Her cancer was first discovered in 2009 and, knowing nothing about cancer, she followed the advice of doctors at the Mayo Clinic. They told her to have chemo; she had chemo that almost killed her. They told her to have surgery; she had surgery. "They took two thirds of my rectum. I was, like, 'well, thank you,'" she said.

"I was in denial," she said. "I was doing what they told me to do and I figured I'll never have to worry about it again."

But the cancer came back, not long after her daughter's wedding in 2012.

Her oncologist said there was nothing more he could do for her other than give her more chemotherapy and make her comfortable.

"I'm crying all the way home and then I said, 'Wait a minute!' I heard them say there's nothing they can do for for me, but that doesn't mean there's nothing I can do for me. They had me dying six months ago."

With bad reactions to surgery and chemotherapy, she preferred more natural, less invasive approaches to fighting her cancer. She went to a facility in Mexico but it didn't have the resources. She went to Cancer Treatment Centers of America "because they said they did things, but I got there and, no, they don't," she said. "They were nice, but they didn't offer what I was looking for."

She was looking for natural, less invasive treatment, just the kind of thing insurance companies don't cover.

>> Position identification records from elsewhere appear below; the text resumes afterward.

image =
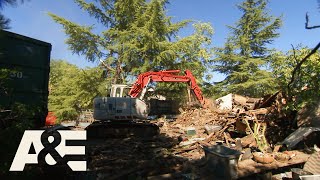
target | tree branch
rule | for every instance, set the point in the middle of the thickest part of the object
(314, 50)
(307, 23)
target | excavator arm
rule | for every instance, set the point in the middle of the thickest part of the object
(144, 79)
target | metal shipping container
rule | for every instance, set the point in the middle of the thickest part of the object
(24, 68)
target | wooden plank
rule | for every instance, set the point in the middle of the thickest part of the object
(249, 167)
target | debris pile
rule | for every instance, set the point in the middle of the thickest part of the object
(243, 126)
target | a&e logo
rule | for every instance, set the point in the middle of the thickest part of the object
(51, 148)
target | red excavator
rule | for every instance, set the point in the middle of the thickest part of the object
(125, 110)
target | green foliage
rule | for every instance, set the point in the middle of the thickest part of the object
(138, 37)
(306, 85)
(244, 58)
(4, 22)
(72, 89)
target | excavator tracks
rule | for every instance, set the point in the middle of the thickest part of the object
(102, 129)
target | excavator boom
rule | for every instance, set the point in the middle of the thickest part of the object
(166, 76)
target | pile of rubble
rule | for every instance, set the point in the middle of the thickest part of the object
(255, 127)
(239, 137)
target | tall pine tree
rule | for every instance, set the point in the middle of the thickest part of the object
(138, 37)
(244, 57)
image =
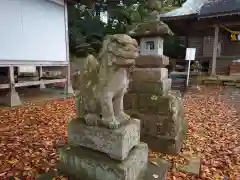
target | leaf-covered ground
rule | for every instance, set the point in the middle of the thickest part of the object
(30, 136)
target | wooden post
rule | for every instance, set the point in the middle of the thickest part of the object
(68, 84)
(13, 97)
(215, 49)
(42, 85)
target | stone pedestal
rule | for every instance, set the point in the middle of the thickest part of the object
(115, 143)
(98, 153)
(87, 164)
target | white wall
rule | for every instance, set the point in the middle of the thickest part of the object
(158, 46)
(32, 30)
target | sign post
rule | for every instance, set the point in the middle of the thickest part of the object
(190, 56)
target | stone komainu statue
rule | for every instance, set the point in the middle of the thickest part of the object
(104, 82)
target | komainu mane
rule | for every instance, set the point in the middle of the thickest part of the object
(105, 82)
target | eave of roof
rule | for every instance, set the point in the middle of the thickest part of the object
(205, 9)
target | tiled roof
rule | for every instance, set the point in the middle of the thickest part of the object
(204, 8)
(220, 8)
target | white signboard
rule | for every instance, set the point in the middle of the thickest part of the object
(27, 69)
(190, 54)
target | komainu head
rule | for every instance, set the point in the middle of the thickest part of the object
(119, 50)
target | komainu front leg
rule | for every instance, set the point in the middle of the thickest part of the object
(108, 118)
(118, 108)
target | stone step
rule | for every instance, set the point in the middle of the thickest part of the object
(83, 162)
(154, 171)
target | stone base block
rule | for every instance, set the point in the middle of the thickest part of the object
(150, 74)
(159, 169)
(165, 144)
(158, 88)
(115, 143)
(84, 163)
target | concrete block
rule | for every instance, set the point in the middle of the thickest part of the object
(84, 163)
(115, 143)
(159, 88)
(165, 144)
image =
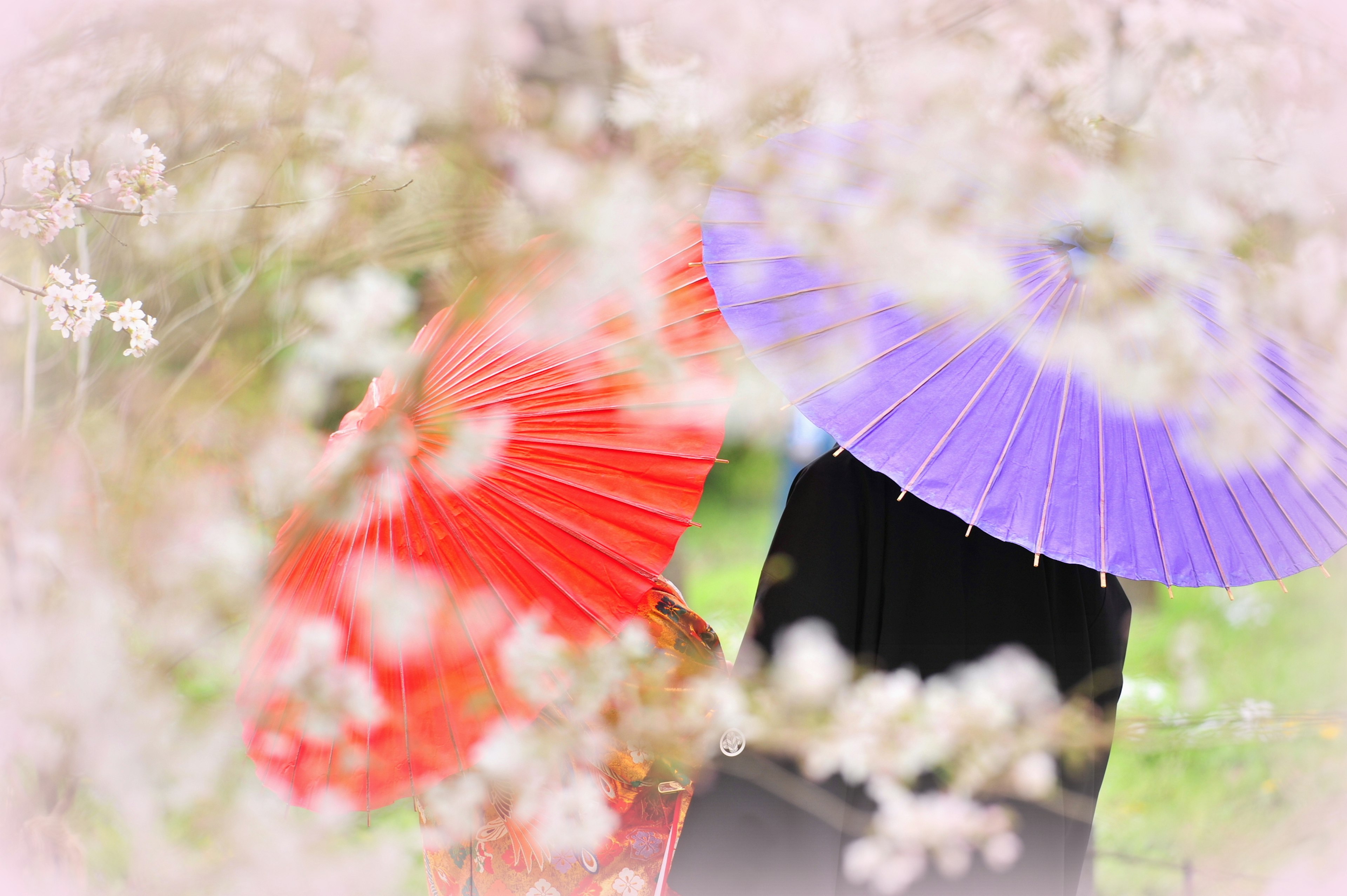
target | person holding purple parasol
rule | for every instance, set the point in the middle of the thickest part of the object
(997, 461)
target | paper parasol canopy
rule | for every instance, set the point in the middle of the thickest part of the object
(542, 460)
(1000, 419)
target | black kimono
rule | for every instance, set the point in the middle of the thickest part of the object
(902, 585)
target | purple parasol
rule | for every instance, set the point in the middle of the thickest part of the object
(994, 418)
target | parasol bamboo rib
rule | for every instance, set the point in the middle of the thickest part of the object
(1052, 467)
(1240, 506)
(986, 382)
(1024, 406)
(869, 426)
(1197, 504)
(1151, 500)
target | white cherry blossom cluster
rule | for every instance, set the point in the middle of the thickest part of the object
(333, 692)
(143, 187)
(59, 189)
(986, 729)
(75, 306)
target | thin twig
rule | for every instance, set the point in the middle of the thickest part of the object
(22, 288)
(114, 236)
(340, 195)
(184, 165)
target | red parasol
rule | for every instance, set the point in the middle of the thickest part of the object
(543, 459)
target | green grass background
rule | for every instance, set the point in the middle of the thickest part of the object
(1234, 810)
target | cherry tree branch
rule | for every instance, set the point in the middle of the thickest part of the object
(339, 195)
(22, 288)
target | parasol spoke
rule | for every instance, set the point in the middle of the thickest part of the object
(986, 382)
(1197, 504)
(1151, 502)
(1024, 406)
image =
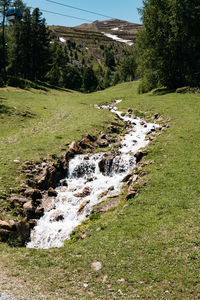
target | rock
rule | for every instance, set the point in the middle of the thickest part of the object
(34, 194)
(23, 230)
(106, 163)
(121, 281)
(86, 191)
(127, 177)
(48, 204)
(113, 129)
(85, 145)
(156, 116)
(130, 194)
(15, 201)
(139, 155)
(74, 146)
(130, 110)
(63, 182)
(91, 138)
(6, 225)
(83, 205)
(96, 265)
(102, 143)
(56, 217)
(39, 212)
(29, 206)
(52, 192)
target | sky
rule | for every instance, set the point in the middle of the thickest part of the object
(116, 9)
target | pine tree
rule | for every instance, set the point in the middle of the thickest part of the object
(4, 4)
(168, 45)
(89, 80)
(40, 46)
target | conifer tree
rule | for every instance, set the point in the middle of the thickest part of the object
(4, 4)
(168, 45)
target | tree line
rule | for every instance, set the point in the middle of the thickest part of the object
(168, 46)
(30, 51)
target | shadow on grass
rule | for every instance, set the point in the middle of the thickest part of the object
(162, 91)
(4, 109)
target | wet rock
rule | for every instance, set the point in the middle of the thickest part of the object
(86, 191)
(39, 212)
(23, 230)
(56, 217)
(113, 129)
(91, 138)
(5, 225)
(139, 155)
(130, 110)
(83, 205)
(49, 177)
(85, 145)
(34, 194)
(52, 192)
(74, 146)
(127, 177)
(96, 265)
(15, 201)
(63, 182)
(102, 143)
(29, 206)
(48, 204)
(130, 194)
(106, 163)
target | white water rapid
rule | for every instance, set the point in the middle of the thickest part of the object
(88, 183)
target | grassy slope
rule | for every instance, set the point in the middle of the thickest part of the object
(151, 242)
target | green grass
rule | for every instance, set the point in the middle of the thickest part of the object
(152, 242)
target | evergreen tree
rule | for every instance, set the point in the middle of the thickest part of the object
(89, 80)
(4, 4)
(57, 66)
(40, 46)
(128, 68)
(168, 45)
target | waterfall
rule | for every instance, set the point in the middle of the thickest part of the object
(90, 178)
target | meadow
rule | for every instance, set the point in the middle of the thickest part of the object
(148, 246)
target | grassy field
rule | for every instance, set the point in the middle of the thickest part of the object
(149, 247)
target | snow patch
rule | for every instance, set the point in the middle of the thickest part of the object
(118, 39)
(62, 40)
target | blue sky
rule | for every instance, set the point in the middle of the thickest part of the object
(124, 10)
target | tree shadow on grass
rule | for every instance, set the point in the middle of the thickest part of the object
(162, 91)
(4, 109)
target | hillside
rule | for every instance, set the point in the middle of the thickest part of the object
(146, 247)
(89, 34)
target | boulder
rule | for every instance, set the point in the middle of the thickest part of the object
(52, 192)
(48, 204)
(139, 155)
(6, 225)
(34, 194)
(29, 206)
(74, 146)
(15, 201)
(83, 205)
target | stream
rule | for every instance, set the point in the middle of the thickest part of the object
(90, 179)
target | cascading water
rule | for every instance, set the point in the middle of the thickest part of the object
(90, 179)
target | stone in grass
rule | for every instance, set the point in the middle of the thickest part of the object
(96, 265)
(52, 192)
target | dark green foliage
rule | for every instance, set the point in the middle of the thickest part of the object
(168, 45)
(89, 80)
(128, 68)
(28, 45)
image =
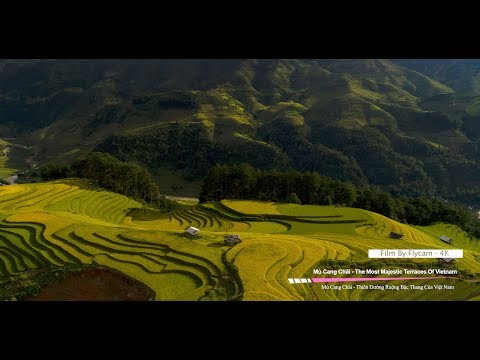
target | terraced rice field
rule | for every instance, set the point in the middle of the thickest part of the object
(72, 222)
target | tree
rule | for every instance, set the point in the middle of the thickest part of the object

"I called a couple of places, but they were so expensive; they're half the price of going to the Mayo Clinic. But the insurance will cover the Mayo, but they won't cover any of this," she said.

"This" is the Reno Integrative Medical Center, which Hartzell describes initially as a "three-week boot camp" for cancer patients that costs $20,000. She still will get chemotherapy, but at a much reduced rate that didn't leave her ill, and it was combined with glucose "so it goes straight to the cancer," she says. After the initial boot camp, patients return once a month for three days. "You're hooked up to an IV for four to six hours a day," Hartzell said. Each visit costs about $7,000

"There's a couple we know from Cannon Falls. Mayo told him the same thing. He has Stage IV bladder cancer. He went to Reno. Then he went back to Mayo and they said, 'it's not going to work.' It did work," she said. "And they still wanted to do surgery."

Maybe her preferred treatment will work. Maybe it won't. But definitely she's on her own paying for it.

Fighting cancer is a challenge all its own. Nobody needs a house fire.

"I'd taken a sleeping pill," she recalls about the night last July,"and I was thinking, 'why is this not working?' Then I hear popping sounds and thought my next-door neighbor was out shooting off more fireworks."

But it wasn't her neighbor. It was her house burning.

She and her husband, her son and his baby made it out alive. But now they had no home.

Over the next few weeks, however, dozens of volunteers combed through everything in the house, saving what they could before reconstruction.

"I'm feeling amazingly blessed," she says. "We've had so many miracles come out of this, I can't tell you. Just the help cleaning our house. We got the whole thing down to the studs."

The family has spent the last six months in either a hotel or a townhome, but they hope to move back to a rebuilt home next month.

Kay Hartzell acknowledges she's not feeling as well lately. "But I don't want to spend my days being miserable and be awful to be around," she said. "Yes, I'd like to stick around longer, but there's no sense in being a pain in the butt about it. Don't get me wrong; I have my days."

She also has her friends, who are planning on a fundraiser next month in Lakeville to raise money for her fight.

For now, she's been funding it with money from selling land her father and mother left her. "It was the one thing I thought I would hand down to my kids," she said, "But they're, like, 'no, we'd rather have you.'"

"She was struggling with that a lot," her daughter, Carrie Rademacher, says of the money issue. "Her whole search for finding a way to beat cancer, it's not just for herself. She wants to find an affordable way for everyone."

"If it can pay for three or four treatments, it would be awesome," Kay Hartzell says, when asked about the benefit's goal.

"The only thing that keeps us afloat is faith," she says. "And my husband has uber amounts of it. He just trusts that God is going to take care of everything. I know he comes close to breaking sometime."